Os primeiros anos foram marcados pelo uso de modelos conversacionais, capazes de executar tarefas pontuais. Agora, o avanço estaria na chegada dos chamados agentes de IA, sistemas capazes de atuar de forma autônoma e executar processos complexos. “Esse é o grande tema de investimentos do ano — e acredito que dos próximos também”, afirmou.
Impactos nos Empregos
O gestor citou como marco recente o lançamento de agentes desenvolvidos pela Anthropic, concorrente da OpenAI. Segundo ele, a principal mudança não está apenas na automação de funções, mas no caráter recursivo da inovação tecnológica. A lógica é simples: se máquinas passam a desenvolver novas soluções tecnológicas em ritmo acelerado, o ciclo de inovação se torna exponencial. “Você começa a perceber que, em questão de semanas, surgem programas voltados para diferentes profissões”, pontuou.
Dificuldade de Identificar Vencedores
Apesar do potencial disruptivo, o gestor considera exagerado o pessimismo atual em relação ao mercado de trabalho. Freire estima que a inteligência artificial pode substituir cerca de 25% dos empregos globais no longo prazo, mas ressalta que transformações tecnológicas historicamente também criam novas ocupações. “Tecnologia é sempre assim: você perde alguns empregos e são criados outros”, disse o gestor. “Se você pega os empregos que existem hoje em relação aos de 80 anos atrás, 60% não existiam”, completou.
Cautela e o Cenário Econômico
Ainda assim, Freire defende que a adaptação será gradual. “A ruptura no mercado de trabalho vai ser relevante, mas isso é aos poucos. Nós ainda estamos aprendendo a usar esses agentes”, afirmou. É difícil identificar vencedores, alerta BTG Volt.

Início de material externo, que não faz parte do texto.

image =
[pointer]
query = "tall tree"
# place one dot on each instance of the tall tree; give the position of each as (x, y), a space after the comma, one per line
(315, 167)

Diante desse cenário, o gestor do BTG Volt defende que a exposição à bolsa americana deve se concentrar nos segmentos diretamente ligados à infraestrutura de processamento e desenvolvimento da IA, onde a demanda tende a ser mais previsível.
O Dólar no Centro da Estratégia
O gestor do BTG Volt demonstrou cautela com o chamado excepcionalismo fiscal norte-americano, mas ponderou que ainda não existe alternativa capaz de substituir o papel global do dólar. Para ele, a moeda norte-americana só perderia protagonismo caso outro país assumisse a liderança do crescimento econômico mundial — algo que, no momento, não parece provável. “Tenho muita dificuldade de vender dólar”, afirmou, acrescentando que argumentos baseados apenas em diversificação de reservas ainda não são suficientes para justificar uma mudança estrutural.

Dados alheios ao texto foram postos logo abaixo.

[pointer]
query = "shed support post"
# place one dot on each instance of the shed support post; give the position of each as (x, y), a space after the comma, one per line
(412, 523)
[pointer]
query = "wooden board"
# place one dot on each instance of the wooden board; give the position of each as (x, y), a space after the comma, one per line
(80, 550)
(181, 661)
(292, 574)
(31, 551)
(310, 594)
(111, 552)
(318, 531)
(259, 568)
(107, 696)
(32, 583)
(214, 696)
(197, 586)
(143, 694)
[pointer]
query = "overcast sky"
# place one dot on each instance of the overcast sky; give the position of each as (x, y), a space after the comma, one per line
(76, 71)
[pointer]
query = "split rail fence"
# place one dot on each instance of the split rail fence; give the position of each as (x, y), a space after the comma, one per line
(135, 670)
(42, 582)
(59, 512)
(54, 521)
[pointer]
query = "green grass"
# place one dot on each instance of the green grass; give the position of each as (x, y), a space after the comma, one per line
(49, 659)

Freire, por sua vez, rejeitou interpretações associadas à perda de credibilidade institucional dos Estados Unidos ou. “Apesar de todos os ruídos de Trump com a guerra comercial e do debate sobre o fim da Pax Americana, em que os EUA se colocaram como a polícia do mundo… o movimento do dólar foi mais simples.” Segundo ele, dois fatores foram determinantes: “O dólar ficou fraco porque a Europa surpreendeu mais no crescimento econômico do que os EUA e porque houve um grande pacote de expansão fiscal em defesa puxado pela Alemanha”.
Cenário Doméstico
No mesmo painel, Bruno Serra, portfolio manager do Itaú Asset Management, abordou o cenário doméstico. Na avaliação dele, o início dos cortes de juros deve começar com redução de 0,50 ponto percentual (pp), mas o Banco Central pode acelerar o ritmo posteriormente, entregando ao menos dois cortes de 0,75 pp.

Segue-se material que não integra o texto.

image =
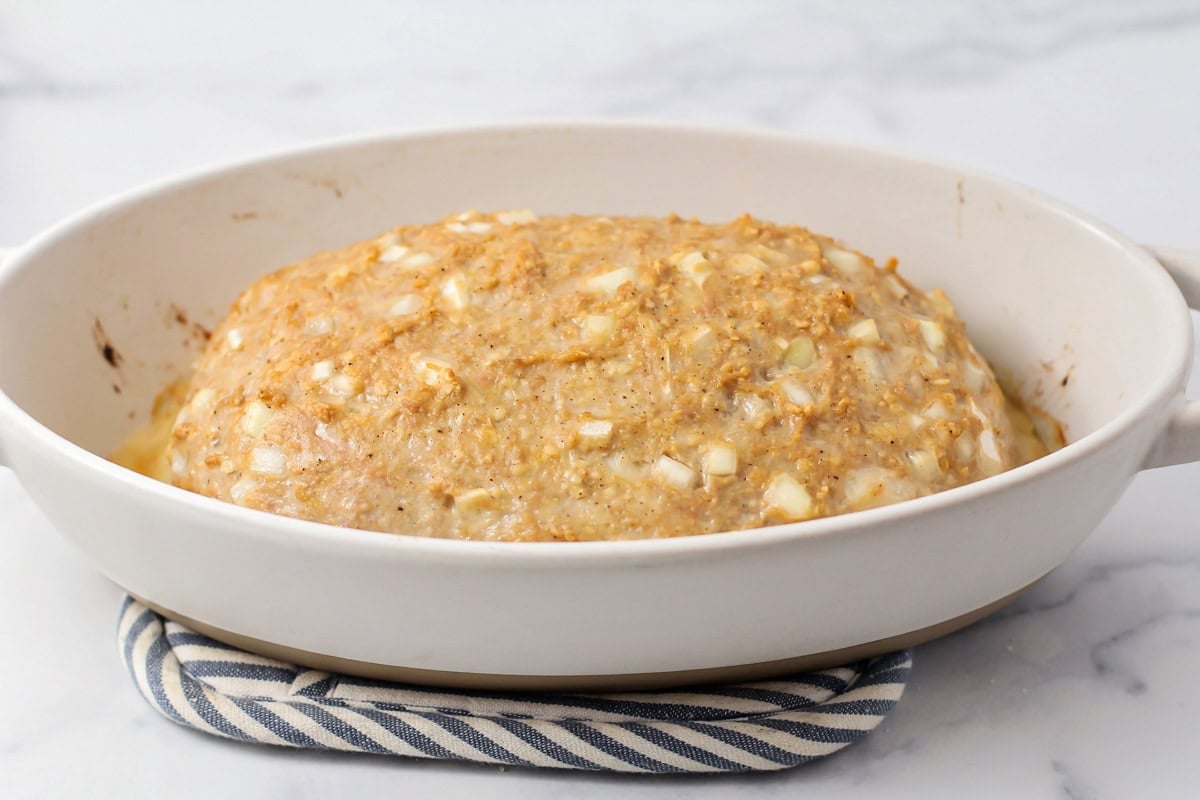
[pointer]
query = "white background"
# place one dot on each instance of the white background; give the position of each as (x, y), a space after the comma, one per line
(1084, 689)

A expectativa de Serra é de que a Selic encerre 2026 em torno de 11,5%, mas o gestor não descarta um cenário ainda mais favorável. Sobre as eleições deste ano, o gestor afirmou não ter convicção sobre o resultado, mas vê maior previsibilidade econômica caso o país entre em um novo ciclo político mais moderado. “Se alguém disser que algum dos dois — a esquerda ou a direita — tem mais de 60% de probabilidade de ganhar, vou dizer que está errado.
Mas tenho uma opinião forte de que, se o Lula for eleito, o próximo ciclo político será mais ‘normal’”.